Sport : Franz Beckenbauer ist für die WM-Bewerbung im Dauerstress

Die heimischen Berge in Kitzbühel wird Franz Beckenbauer bis weit in den Sommer hinein nicht mehr häufig genießen können. Wenn Profis über Reisestress und Terminhäufung bis hin zur Europameisterschaft klagen, kann der "Kaiser" nur müde lächeln - wobei müde angesichts der permanenten Reiserei durch Zeitzonen durchaus wörtlich zu nehmen ist.

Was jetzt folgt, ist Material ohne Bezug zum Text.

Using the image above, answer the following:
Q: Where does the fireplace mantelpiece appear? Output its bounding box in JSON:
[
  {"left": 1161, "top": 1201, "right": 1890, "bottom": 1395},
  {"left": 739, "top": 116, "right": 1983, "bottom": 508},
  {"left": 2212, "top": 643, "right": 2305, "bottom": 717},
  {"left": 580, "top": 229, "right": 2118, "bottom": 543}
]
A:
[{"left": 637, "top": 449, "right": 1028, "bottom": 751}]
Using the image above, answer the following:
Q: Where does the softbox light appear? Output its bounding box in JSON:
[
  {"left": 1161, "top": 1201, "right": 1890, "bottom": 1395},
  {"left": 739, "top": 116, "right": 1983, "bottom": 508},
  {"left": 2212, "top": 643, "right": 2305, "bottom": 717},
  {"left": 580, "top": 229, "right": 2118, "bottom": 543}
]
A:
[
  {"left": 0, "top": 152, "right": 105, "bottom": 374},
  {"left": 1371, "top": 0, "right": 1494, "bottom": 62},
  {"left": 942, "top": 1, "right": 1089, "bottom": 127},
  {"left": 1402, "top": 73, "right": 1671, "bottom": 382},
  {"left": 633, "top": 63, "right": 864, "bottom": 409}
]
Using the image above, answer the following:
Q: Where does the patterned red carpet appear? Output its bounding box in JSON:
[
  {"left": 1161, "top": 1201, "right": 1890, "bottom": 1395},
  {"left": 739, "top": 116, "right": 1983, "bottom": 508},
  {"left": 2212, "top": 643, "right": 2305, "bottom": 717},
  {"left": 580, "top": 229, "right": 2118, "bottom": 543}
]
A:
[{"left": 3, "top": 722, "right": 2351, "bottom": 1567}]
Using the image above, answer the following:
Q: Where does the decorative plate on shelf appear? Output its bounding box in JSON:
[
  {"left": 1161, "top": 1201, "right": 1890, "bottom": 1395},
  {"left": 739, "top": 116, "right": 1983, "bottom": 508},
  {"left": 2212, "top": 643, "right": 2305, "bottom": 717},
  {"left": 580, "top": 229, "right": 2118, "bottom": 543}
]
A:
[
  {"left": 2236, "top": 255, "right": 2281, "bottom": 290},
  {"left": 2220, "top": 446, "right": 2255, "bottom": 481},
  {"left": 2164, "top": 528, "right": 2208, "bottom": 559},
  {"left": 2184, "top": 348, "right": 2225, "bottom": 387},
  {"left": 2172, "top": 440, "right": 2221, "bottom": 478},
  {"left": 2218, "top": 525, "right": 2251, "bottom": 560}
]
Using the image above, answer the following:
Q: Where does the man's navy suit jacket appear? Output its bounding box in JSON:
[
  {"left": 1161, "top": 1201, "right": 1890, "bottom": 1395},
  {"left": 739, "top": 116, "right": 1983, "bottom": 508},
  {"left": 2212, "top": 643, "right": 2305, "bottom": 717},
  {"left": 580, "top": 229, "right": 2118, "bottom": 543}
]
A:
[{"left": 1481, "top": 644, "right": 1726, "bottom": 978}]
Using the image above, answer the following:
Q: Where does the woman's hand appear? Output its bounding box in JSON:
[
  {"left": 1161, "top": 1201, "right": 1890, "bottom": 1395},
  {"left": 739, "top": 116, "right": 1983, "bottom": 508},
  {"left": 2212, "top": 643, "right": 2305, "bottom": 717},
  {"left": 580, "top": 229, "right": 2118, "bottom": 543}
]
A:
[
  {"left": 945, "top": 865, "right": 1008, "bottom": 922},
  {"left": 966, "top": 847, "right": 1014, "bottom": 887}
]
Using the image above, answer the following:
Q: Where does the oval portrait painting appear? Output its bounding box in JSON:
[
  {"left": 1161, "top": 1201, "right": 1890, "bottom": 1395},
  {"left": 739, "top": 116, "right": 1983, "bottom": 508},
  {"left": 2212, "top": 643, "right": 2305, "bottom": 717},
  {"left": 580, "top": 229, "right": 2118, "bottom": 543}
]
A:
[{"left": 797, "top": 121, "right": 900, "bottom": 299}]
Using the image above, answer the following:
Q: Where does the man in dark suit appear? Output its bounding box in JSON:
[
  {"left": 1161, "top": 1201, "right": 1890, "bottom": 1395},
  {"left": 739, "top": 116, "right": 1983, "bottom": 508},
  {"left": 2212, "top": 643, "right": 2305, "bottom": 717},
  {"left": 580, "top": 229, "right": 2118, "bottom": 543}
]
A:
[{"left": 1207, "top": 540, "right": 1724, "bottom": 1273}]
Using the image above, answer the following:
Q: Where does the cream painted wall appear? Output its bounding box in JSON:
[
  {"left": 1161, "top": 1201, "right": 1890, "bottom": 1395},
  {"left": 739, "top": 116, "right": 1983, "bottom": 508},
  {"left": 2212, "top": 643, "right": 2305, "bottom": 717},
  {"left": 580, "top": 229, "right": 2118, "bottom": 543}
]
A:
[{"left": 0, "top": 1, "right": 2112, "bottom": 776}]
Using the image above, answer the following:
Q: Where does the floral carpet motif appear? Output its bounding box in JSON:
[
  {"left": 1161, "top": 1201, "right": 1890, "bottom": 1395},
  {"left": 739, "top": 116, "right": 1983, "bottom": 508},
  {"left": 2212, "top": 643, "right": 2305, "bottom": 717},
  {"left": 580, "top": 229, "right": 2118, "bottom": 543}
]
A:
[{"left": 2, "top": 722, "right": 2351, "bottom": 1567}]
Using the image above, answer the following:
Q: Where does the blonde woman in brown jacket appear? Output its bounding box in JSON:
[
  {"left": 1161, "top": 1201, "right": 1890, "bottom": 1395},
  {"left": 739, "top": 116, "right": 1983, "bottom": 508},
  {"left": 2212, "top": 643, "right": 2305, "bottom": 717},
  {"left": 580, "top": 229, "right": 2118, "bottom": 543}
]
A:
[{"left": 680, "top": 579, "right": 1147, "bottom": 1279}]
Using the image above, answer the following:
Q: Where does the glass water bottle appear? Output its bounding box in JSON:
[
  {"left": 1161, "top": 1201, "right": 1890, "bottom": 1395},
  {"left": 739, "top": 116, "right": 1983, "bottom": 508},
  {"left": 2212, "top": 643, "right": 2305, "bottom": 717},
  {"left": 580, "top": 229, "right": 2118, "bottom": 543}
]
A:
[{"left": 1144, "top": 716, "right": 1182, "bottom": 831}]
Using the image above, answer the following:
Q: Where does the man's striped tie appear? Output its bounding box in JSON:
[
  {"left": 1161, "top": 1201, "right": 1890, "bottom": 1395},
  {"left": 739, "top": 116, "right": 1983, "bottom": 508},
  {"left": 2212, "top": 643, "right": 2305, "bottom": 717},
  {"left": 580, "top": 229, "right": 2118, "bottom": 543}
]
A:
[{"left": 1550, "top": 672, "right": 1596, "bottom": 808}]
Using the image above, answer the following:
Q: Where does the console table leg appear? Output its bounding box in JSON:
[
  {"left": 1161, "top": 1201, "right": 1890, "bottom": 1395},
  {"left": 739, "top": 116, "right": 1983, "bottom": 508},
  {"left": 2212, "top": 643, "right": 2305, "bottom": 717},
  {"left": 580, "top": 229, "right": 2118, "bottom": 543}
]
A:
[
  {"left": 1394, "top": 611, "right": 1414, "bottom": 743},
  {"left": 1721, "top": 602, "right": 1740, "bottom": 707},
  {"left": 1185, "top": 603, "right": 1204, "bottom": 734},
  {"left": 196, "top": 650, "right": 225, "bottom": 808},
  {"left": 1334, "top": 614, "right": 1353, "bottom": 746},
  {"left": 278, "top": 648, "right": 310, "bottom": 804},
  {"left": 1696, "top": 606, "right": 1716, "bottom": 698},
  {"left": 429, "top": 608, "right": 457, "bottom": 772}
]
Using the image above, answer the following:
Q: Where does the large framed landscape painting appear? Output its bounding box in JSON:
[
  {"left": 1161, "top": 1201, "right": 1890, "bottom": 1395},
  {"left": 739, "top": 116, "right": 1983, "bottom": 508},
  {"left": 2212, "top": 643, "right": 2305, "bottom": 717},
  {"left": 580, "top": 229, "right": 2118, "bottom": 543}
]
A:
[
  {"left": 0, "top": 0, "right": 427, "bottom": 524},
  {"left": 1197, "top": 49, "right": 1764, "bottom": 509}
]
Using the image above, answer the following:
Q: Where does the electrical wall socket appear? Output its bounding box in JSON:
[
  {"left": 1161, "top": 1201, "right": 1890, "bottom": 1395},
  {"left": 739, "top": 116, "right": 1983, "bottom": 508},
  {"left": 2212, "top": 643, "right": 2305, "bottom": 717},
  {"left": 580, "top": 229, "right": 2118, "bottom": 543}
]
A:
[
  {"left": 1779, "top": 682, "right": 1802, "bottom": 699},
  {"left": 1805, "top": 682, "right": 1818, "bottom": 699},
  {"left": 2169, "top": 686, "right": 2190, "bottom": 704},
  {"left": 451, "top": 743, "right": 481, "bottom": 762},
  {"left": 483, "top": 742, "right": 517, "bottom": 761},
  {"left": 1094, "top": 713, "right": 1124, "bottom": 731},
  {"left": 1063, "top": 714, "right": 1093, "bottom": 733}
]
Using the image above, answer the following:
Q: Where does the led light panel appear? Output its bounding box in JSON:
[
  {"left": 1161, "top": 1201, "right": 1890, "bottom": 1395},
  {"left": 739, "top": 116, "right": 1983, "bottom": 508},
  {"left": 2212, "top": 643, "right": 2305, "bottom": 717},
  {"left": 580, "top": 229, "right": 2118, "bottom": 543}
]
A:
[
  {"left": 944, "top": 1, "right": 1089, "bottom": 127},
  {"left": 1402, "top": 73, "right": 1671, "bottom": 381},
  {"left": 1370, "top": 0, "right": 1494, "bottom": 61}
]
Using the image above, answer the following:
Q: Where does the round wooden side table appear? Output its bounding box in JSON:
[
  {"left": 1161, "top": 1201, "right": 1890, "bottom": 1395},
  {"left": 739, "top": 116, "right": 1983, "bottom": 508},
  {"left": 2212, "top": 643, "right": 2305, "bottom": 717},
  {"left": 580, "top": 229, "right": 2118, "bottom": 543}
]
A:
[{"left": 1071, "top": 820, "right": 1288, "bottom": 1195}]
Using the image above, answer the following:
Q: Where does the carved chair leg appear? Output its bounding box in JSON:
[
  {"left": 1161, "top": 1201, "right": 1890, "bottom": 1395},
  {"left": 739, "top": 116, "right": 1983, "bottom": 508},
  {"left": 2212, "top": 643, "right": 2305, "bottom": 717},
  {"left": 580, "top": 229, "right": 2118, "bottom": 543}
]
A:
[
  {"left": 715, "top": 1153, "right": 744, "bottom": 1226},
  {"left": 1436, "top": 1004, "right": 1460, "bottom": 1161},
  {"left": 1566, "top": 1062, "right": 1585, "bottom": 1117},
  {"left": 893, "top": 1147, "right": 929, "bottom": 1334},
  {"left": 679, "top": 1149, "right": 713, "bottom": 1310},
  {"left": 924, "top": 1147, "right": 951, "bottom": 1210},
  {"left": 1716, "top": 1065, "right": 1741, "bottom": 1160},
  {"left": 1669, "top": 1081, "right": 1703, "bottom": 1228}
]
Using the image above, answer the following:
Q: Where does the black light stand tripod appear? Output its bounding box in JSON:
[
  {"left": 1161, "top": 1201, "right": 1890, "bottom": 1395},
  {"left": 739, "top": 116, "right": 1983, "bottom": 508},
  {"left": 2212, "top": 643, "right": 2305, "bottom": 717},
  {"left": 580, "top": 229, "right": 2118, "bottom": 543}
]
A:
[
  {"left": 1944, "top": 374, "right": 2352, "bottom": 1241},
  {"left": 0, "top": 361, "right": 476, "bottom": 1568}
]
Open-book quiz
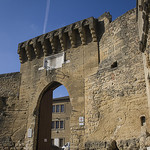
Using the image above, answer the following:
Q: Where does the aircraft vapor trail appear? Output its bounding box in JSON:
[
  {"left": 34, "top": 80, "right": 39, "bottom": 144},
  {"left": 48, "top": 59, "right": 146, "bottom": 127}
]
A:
[{"left": 43, "top": 0, "right": 50, "bottom": 34}]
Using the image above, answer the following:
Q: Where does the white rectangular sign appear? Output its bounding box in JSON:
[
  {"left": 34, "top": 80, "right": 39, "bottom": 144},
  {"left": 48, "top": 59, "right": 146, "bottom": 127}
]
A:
[
  {"left": 28, "top": 128, "right": 32, "bottom": 138},
  {"left": 79, "top": 117, "right": 84, "bottom": 126},
  {"left": 54, "top": 138, "right": 59, "bottom": 147},
  {"left": 79, "top": 117, "right": 84, "bottom": 123},
  {"left": 79, "top": 122, "right": 84, "bottom": 126},
  {"left": 44, "top": 52, "right": 64, "bottom": 70}
]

Seit Montag ist Beckenbauer wieder zum Wohle des deutschen Fußballs "on tour". Nach einem kurzen Besuch bei der Ispo (Internationale Sportartikelmesse) in München bestieg er ein Flugzeug Richtung Argentinien. In Südamerika besucht er dann den Kongress der Comebol (quasi die Uefa des Kontinents) um via Paraguay am 14. Februar wieder in Deutschland zu landen.

Am 15. und 16. dieses Monats begibt er sich nach Herzogenaurach, wo sich bei Gastgeber adidas auch die anderen Sponsoren der Bewerbung versammeln, um bei gutem Frankenwein Ideen für die heiße Phase der Bewerbung zu entwickeln. Am 17. Februar fliegt Beckenbauer in seiner Eigenschaft als Mitglied der Fifa-Fußballkommission nach Zürich - ein kleiner Plausch mit Sepp Blatter kann nicht schaden. Den Job in diesem Gremium hatte Beckenbauer schon akzeptiert, ehe er Chef der deutschen Bewerbungskommission für die WM 2006 wurde.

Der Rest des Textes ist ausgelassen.